6.2Het college acht het bouwplan niet in strijd met een goede ruimtelijke ordening, gelet op wat het bestemmingsplan al toestaat ten aanzien van een aan- of uitbouw. Het bouwplan beslaat een oppervlakte van ongeveer 45 m² langs de erfgrens. Het bestemmingsplan staat dit reeds bij recht toe. Zo is een bijgebouw van 45 m² langs de erfgrens van eisers mogelijk met een nokhoogte van 4,5 meter, een goothoogte van 3 meter en een dakhelling van niet meer dan 60 graden. Ook is een aanbouw op 2 meter afstand van de erfgrens toegestaan tot een nokhoogte van 7,5 meter over een lengte van 10 meter. Ook in die situaties zouden eisers geconfronteerd worden met een blinde muur van dezelfde omvang (qua oppervlakte). De ruimtelijke belevingswaarde en de impact in de tuin van eisers is volgens het college in die situaties niet wezenlijk anders. Met het bouwplan is sprake van een uitbouw op de erfgrens die 2,6 meter hoger is dan het hiervoor genoemde bijgebouw. In de bezwaarfase heeft vergunninghouder een bezonningsstudie overgelegd. Hieruit volgt dat er slechts op drie peildata sprake is van een verslechtering van de bezonning in de woning ten opzichte van de maximaal toegestane mogelijkheden binnen het bestemmingsplan, namelijk op 19 februari tussen 11:00 en 13:00 uur, op 21 maart tussen 13:00 en 15:00 uur en op 23 september tussen 13:00 en 15:00 uur. In de tuin vindt geen noemenswaardige verslechtering van de bezonning plaats. Voort zijn er twee vergelijkbare bouwplannen vergund, namelijk op de percelen [adres 3] en [adres 4] . Het vergunde bouwplan op het perceel [adres 4] wordt door het college aangemerkt als een precedent.
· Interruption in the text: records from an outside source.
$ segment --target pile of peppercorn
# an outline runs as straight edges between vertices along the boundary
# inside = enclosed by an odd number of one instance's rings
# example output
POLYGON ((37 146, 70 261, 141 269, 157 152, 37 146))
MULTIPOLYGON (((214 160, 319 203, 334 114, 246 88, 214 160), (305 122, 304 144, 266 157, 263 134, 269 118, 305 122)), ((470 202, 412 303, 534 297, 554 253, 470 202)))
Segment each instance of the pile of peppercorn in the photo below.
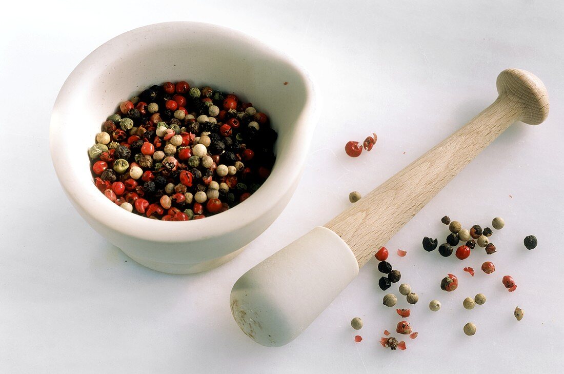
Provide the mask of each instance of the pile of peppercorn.
POLYGON ((121 103, 88 153, 110 200, 151 218, 188 221, 257 191, 277 136, 265 113, 235 95, 167 82, 121 103))

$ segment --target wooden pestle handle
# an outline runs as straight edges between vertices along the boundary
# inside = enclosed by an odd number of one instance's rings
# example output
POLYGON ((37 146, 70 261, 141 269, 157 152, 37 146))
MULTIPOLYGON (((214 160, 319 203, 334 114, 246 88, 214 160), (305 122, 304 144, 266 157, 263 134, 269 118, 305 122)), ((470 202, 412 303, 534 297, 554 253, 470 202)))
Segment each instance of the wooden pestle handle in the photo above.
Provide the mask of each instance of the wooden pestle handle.
POLYGON ((349 245, 359 267, 512 124, 546 118, 548 95, 534 74, 508 69, 497 86, 499 96, 482 113, 325 225, 349 245))

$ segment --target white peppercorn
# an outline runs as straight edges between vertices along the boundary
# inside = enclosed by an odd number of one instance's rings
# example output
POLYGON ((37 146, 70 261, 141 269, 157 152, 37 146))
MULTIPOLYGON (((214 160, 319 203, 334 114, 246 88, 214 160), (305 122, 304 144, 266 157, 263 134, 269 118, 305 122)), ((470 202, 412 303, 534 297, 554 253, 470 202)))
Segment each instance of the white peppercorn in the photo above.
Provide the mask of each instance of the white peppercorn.
POLYGON ((486 235, 480 235, 476 239, 476 243, 482 248, 486 248, 486 246, 490 244, 490 239, 486 235))
POLYGON ((156 152, 153 153, 153 160, 156 161, 162 161, 162 159, 165 158, 165 152, 162 151, 157 151, 156 152))
POLYGON ((429 309, 433 311, 437 311, 440 309, 440 302, 438 300, 431 300, 429 303, 429 309))
POLYGON ((213 105, 208 108, 208 113, 211 117, 215 117, 219 114, 219 107, 217 105, 213 105))
POLYGON ((132 205, 129 203, 127 203, 127 201, 122 203, 120 205, 120 207, 122 208, 127 212, 133 212, 133 205, 132 205))
POLYGON ((474 301, 478 305, 483 305, 486 303, 486 295, 483 293, 478 293, 474 297, 474 301))
POLYGON ((218 177, 225 177, 229 173, 229 169, 227 165, 222 164, 218 165, 217 169, 215 169, 215 173, 217 173, 218 177))
POLYGON ((505 221, 501 217, 496 217, 492 221, 492 226, 496 230, 501 230, 505 226, 505 221))
POLYGON ((468 336, 472 336, 472 335, 476 333, 476 325, 474 324, 472 322, 468 322, 465 325, 464 325, 464 333, 468 336))
POLYGON ((196 203, 201 204, 208 200, 208 195, 203 191, 199 191, 194 195, 194 200, 196 203))
POLYGON ((192 154, 199 157, 202 157, 208 153, 208 149, 204 144, 197 144, 192 148, 192 154))
POLYGON ((465 228, 461 229, 460 231, 459 231, 458 235, 459 239, 462 241, 468 241, 471 237, 470 236, 470 231, 465 228))
POLYGON ((179 135, 175 135, 170 138, 169 141, 172 145, 178 147, 182 144, 182 137, 179 135))
POLYGON ((362 328, 363 325, 364 325, 364 323, 363 323, 362 320, 359 317, 355 317, 352 319, 352 320, 351 321, 351 326, 352 326, 352 328, 355 330, 360 330, 362 328))
POLYGON ((112 139, 109 137, 109 134, 108 134, 108 133, 106 133, 105 131, 98 133, 98 134, 96 135, 96 142, 99 143, 100 144, 107 144, 112 139))
POLYGON ((204 156, 202 157, 202 166, 209 169, 213 166, 213 159, 209 156, 204 156))
POLYGON ((349 201, 351 203, 356 203, 360 200, 362 197, 362 196, 360 196, 360 192, 356 191, 353 191, 349 194, 349 201))
POLYGON ((134 179, 138 179, 143 175, 143 169, 139 166, 132 166, 129 169, 129 176, 134 179))
POLYGON ((399 285, 399 293, 404 296, 407 296, 411 292, 411 286, 407 283, 402 283, 399 285))
POLYGON ((462 302, 462 305, 464 307, 464 309, 468 309, 469 310, 474 309, 474 306, 476 305, 476 302, 472 297, 466 297, 464 299, 464 301, 462 302))
POLYGON ((151 103, 147 106, 147 110, 149 111, 149 113, 156 113, 158 112, 158 104, 156 103, 151 103))
POLYGON ((416 304, 419 301, 419 295, 415 292, 409 292, 407 294, 407 302, 410 304, 416 304))
POLYGON ((398 298, 393 293, 388 293, 384 296, 384 305, 386 306, 392 307, 398 303, 398 298))

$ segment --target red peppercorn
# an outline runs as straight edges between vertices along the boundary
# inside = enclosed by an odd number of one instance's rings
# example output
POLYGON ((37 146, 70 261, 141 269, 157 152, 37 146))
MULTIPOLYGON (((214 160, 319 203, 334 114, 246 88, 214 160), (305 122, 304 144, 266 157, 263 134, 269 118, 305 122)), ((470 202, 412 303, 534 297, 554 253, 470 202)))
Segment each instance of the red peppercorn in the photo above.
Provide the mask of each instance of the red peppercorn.
POLYGON ((236 118, 229 118, 229 120, 228 120, 226 123, 227 124, 227 125, 231 126, 233 129, 239 129, 239 125, 240 125, 239 120, 236 118))
POLYGON ((135 108, 133 103, 130 101, 125 101, 120 104, 120 110, 122 114, 127 114, 127 112, 135 108))
POLYGON ((184 186, 188 187, 192 186, 192 180, 193 175, 192 173, 187 170, 182 170, 180 172, 180 182, 184 186))
POLYGON ((227 98, 223 100, 223 109, 228 111, 230 109, 237 108, 237 102, 231 98, 227 98))
POLYGON ((142 214, 145 214, 146 209, 149 206, 149 202, 144 199, 139 197, 135 200, 135 210, 142 214))
POLYGON ((103 161, 97 161, 92 165, 92 171, 99 175, 104 170, 108 169, 108 164, 103 161))
POLYGON ((166 107, 166 109, 170 111, 175 111, 178 107, 178 104, 174 100, 169 100, 165 104, 165 106, 166 107))
POLYGON ((110 199, 110 200, 112 202, 115 201, 117 199, 117 196, 116 196, 116 193, 112 191, 111 188, 108 188, 104 191, 104 195, 105 195, 106 197, 110 199))
POLYGON ((229 137, 231 135, 231 126, 227 124, 222 125, 219 127, 219 133, 224 137, 229 137))
MULTIPOLYGON (((186 106, 186 98, 178 94, 173 96, 173 100, 178 104, 178 107, 186 106)), ((186 110, 186 109, 184 109, 186 110)))
POLYGON ((141 180, 143 182, 153 182, 155 181, 155 175, 151 170, 147 170, 141 175, 141 180))
POLYGON ((253 149, 247 148, 243 151, 243 158, 246 161, 250 161, 254 157, 254 152, 253 149))
POLYGON ((362 153, 362 146, 358 142, 351 140, 345 144, 345 152, 351 157, 358 157, 362 153))
POLYGON ((188 92, 190 89, 190 85, 188 84, 188 82, 185 82, 184 81, 180 81, 176 84, 176 91, 179 94, 183 94, 184 93, 188 92))
POLYGON ((162 85, 162 89, 167 94, 172 95, 174 93, 174 85, 170 82, 166 82, 165 84, 162 85))
POLYGON ((117 196, 122 195, 125 192, 125 185, 121 182, 114 182, 112 183, 112 191, 117 196))
POLYGON ((491 274, 495 271, 495 266, 491 261, 486 261, 482 264, 482 271, 486 274, 491 274))
POLYGON ((141 153, 143 155, 152 156, 153 153, 155 153, 155 146, 148 142, 146 142, 141 146, 141 153))
POLYGON ((201 214, 204 213, 204 206, 199 203, 195 203, 192 210, 196 214, 201 214))
POLYGON ((465 259, 470 256, 470 247, 466 245, 461 245, 456 249, 456 257, 459 259, 465 259))
POLYGON ((388 254, 389 254, 387 249, 385 247, 383 247, 376 252, 374 257, 378 261, 385 261, 387 259, 388 254))
POLYGON ((222 208, 223 205, 219 199, 210 199, 208 200, 208 203, 206 204, 208 212, 211 213, 217 213, 221 210, 222 208))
7. Eisers zijn het niet eens met dit besluit en hebben daarom beroep bij de rechtbank ingesteld. Op de beroepsgronden zal de rechtbank hierna ingaan.
Het oordeel van de rechtbank
8. De rechtbank stelt voorop dat het college bij de beslissing om al dan niet toepassing te geven aan de hem toegekende bevoegdheid om in afwijking van het bestemmingsplan een omgevingsvergunning te verlenen, beleidsruimte toekomt en de betrokken belangen moet afwegen. De bestuursrechter beoordeelt aan de hand van de beroepsgronden of het besluit in overeenstemming is met het recht. Daarbij kan aan de orde komen of de nadelige gevolgen van het besluit onevenredig zijn in verhouding tot de met dat besluit te dienen doelen.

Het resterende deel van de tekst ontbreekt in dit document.